The NHS is facing a “triple whammy” of pressures, the like of which it has never seen before, Jeremy Hunt will say, as he appeals to junior doctors not to stage their first nationwide strike in more than three decades.
Holding an olive branch to the medical profession, the Health Secretary said that he would work to ensure no junior doctors lost money as a result of new contracts designed to open up the NHS to seven-day working.
The concession is designed to head off a walkout by England’s 53,000 house officers and registrars that could cripple NHS services. In an interview with The Independent Mr Hunt also said that:
* He is lobbying to relax draconian restrictions on visas for healthcare staff that could force thousands of foreign nurses to leave the country.
* He will not bow to demands from health charities and the celebrity chef Jamie Oliver to introduce a sugar tax to combat obesity.
* He is not ruling out standing for the leadership of the Conservative Party when David Cameron steps down.

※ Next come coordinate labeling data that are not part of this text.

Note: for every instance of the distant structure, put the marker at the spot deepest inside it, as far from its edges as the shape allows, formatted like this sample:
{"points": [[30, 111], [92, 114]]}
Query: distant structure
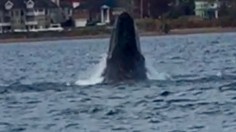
{"points": [[206, 9], [32, 15]]}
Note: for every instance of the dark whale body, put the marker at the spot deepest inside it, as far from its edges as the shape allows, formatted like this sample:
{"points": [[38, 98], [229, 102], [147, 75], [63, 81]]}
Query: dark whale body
{"points": [[125, 60]]}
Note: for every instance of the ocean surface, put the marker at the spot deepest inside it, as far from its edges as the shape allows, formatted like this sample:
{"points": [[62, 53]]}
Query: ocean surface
{"points": [[54, 86]]}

However, Mr Hunt’s most pressing concern is the prospect of industrial action by junior doctors over government plans to change their shift patterns to allow the NHS to provide diagnostic services and to carry out operations seven days a week. Critics, including many doctors, argue that the changes, which will mean Saturdays and weekday evenings no longer qualify for 'overtime' payments, will result in a salary reduction.
He attacked the doctors’ union, the British Medical Association, for misrepresenting the Government’s position and said it was his intention that no one should lose out financially.